Yeri gelmişken bu anırma meselesine yüklenmek istenen anlamları yerli yerine oturmakta kendimce yarar olduğunu düşünüyorum. Anırmak eğer aşağılamak adına kullanılıyorsa bu öncelikle o anlamı kullanmak isteyenlerin ayıbı olmalı ve asla yaratanın en cefakâr, kanaatkâr, asil, temiz güzel gözlü, hassas faydalı yaratığına hakaret etme vasıtası olmamalıdır. Olsa olsa, birbirlerine, insanoğlu insan demenin yeterli etkiyi sağlamadığını düşünüp, eşek o lu eşek demeyi genelekleştiren düşünen üstün! Varlık insanoğlunun densizliğidir.

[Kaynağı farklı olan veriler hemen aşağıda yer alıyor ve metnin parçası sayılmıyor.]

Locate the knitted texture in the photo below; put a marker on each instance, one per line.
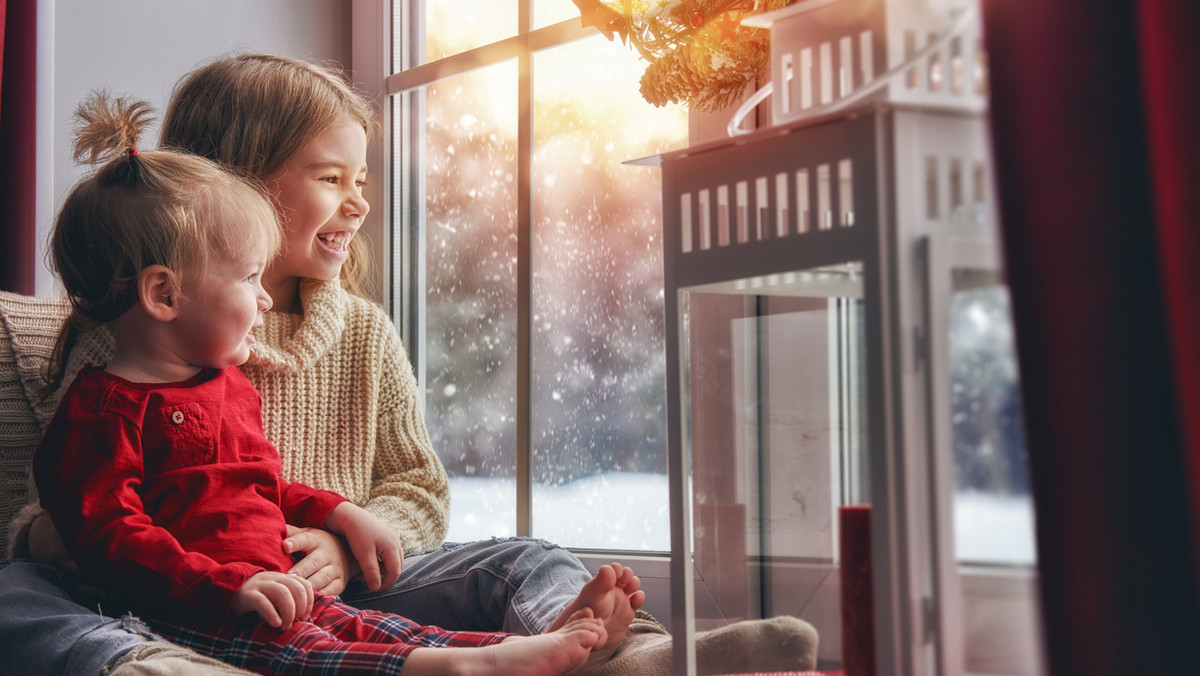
(340, 402)
(28, 330)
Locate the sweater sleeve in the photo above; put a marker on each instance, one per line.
(409, 489)
(97, 509)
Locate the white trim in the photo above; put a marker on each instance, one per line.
(370, 30)
(43, 159)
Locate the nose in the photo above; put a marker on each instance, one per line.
(357, 205)
(264, 300)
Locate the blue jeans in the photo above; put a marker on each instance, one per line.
(45, 630)
(515, 585)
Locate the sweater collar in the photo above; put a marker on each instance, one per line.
(294, 342)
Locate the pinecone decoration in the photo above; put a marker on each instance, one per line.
(699, 52)
(673, 78)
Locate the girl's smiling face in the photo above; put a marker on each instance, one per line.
(318, 192)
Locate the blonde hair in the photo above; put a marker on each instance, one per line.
(252, 112)
(141, 209)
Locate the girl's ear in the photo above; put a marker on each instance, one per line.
(157, 288)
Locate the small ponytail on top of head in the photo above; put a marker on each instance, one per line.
(139, 209)
(107, 129)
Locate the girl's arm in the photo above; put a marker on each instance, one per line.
(409, 490)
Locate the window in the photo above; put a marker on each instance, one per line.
(531, 264)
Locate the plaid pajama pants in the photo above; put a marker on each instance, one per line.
(335, 639)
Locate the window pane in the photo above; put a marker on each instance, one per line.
(461, 25)
(471, 294)
(546, 12)
(993, 506)
(599, 389)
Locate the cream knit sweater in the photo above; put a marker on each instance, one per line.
(341, 405)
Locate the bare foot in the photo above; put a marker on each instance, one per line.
(555, 653)
(612, 596)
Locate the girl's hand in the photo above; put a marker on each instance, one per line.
(328, 561)
(375, 545)
(280, 598)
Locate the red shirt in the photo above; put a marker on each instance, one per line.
(169, 491)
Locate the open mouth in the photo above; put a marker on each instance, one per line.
(337, 241)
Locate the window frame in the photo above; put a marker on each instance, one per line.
(399, 97)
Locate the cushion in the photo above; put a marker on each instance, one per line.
(28, 329)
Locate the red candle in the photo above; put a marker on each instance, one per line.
(857, 606)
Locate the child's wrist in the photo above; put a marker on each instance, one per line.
(337, 518)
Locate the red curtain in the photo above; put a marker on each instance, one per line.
(18, 75)
(1093, 111)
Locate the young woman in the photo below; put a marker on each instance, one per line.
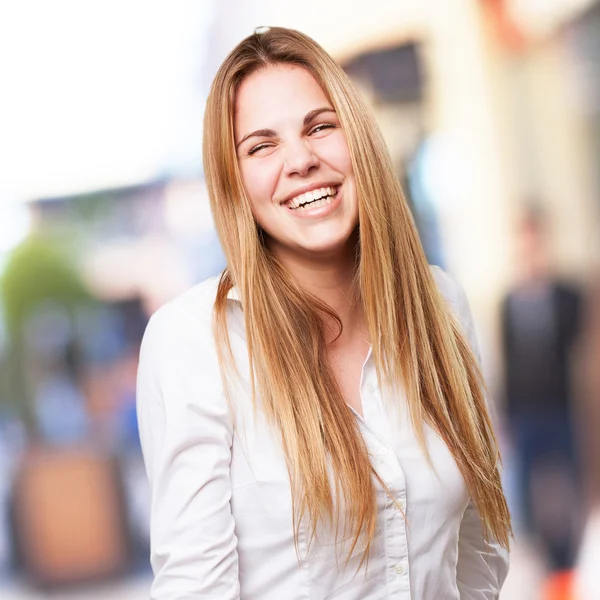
(313, 422)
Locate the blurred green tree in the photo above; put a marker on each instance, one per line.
(40, 270)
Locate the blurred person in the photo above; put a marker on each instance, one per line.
(540, 324)
(588, 574)
(314, 422)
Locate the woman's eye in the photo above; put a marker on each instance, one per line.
(322, 126)
(256, 148)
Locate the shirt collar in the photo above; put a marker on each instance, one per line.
(233, 294)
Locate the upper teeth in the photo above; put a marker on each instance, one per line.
(310, 196)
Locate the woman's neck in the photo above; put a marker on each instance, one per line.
(333, 282)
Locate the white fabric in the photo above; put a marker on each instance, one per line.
(221, 524)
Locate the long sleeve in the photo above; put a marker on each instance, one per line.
(482, 565)
(186, 435)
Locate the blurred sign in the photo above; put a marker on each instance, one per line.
(539, 17)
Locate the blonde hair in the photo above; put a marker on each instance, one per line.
(416, 342)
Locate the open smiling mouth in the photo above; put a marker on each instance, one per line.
(313, 199)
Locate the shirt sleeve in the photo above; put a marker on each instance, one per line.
(482, 565)
(186, 435)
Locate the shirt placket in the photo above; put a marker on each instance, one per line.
(375, 427)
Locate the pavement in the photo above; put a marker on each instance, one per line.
(523, 583)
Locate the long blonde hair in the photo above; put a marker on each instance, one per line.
(416, 343)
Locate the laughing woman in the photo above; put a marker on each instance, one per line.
(313, 422)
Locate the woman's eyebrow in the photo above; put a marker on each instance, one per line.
(257, 133)
(310, 116)
(313, 114)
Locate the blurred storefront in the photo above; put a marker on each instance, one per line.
(483, 106)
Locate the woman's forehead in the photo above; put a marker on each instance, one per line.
(277, 92)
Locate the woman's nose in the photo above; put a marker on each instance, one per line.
(300, 158)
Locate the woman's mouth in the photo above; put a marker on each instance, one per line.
(313, 199)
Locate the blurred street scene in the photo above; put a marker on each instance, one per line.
(491, 113)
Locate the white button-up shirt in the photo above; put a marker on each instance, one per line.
(221, 517)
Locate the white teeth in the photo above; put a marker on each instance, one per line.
(321, 202)
(314, 197)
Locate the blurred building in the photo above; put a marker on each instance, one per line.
(485, 105)
(148, 241)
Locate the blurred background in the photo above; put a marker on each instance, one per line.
(491, 112)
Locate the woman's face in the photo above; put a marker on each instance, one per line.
(295, 163)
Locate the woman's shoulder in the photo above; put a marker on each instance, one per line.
(184, 320)
(455, 297)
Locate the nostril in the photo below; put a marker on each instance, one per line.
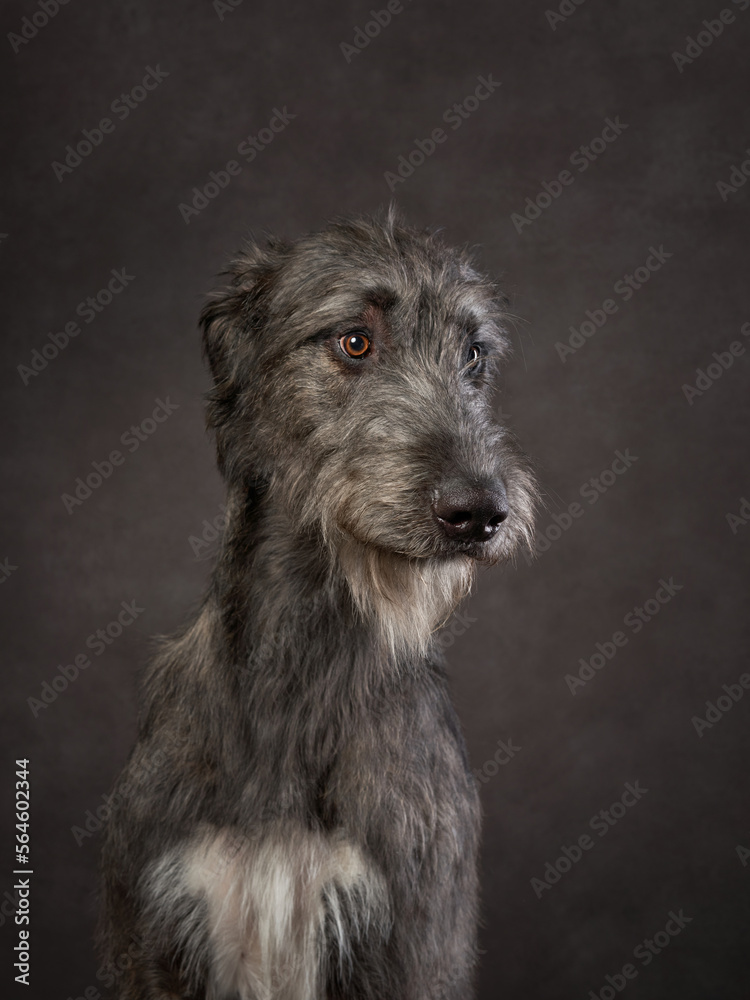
(456, 518)
(471, 513)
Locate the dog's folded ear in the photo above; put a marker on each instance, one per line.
(232, 323)
(234, 316)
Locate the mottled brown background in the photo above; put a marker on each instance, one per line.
(666, 516)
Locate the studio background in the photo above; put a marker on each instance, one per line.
(225, 72)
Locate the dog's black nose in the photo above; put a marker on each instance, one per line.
(470, 514)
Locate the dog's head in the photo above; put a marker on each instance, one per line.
(352, 376)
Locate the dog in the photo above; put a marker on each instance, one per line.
(312, 831)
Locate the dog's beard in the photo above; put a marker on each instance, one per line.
(404, 600)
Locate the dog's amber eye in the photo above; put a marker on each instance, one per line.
(356, 344)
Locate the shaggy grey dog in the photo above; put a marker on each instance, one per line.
(312, 831)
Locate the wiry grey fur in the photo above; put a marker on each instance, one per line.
(312, 832)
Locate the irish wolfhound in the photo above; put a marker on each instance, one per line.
(312, 830)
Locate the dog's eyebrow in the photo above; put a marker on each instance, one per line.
(382, 298)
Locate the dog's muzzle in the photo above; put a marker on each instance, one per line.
(470, 513)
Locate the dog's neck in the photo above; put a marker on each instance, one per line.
(273, 584)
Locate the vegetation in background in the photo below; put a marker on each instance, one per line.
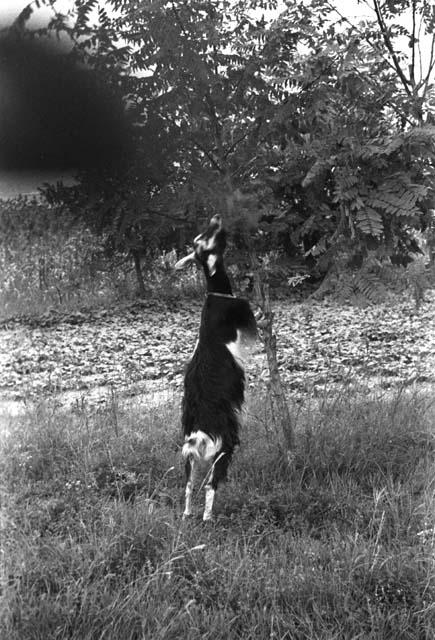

Eşek, İnsanlığın var oluşu ile onların en yakın yardımcısı olarak hemen yanı başlarında ki yerini almış (5 bin yıllık yazılı tarihin her sayfasında onlar vardır) kıymetli varlıklardır. Ancak bu fedakâr hayvan ne hikmetse! Hizmetkârı olduğu insanlar tarafından devamlı horlanmış cinselliğinden, kulaklarına, anırmasına kadar her şeyi insanların birbirlerine karşı hoş görüsüz olmalarının simgesi haline getirilmiştir. Onun güzel gözleri, temizliği, dayanıklılığı ve derdini, hislerini anlatmak adına anırması hiç dikkate alınmamıştır. Hele de ahırın gözdesi atın kişnemesi söz konusu ise eşeğin her şeyi, hatta açlığı teferruattır. Arpanın yulafın tamamı kişneyene, katıksız saman anıranadır.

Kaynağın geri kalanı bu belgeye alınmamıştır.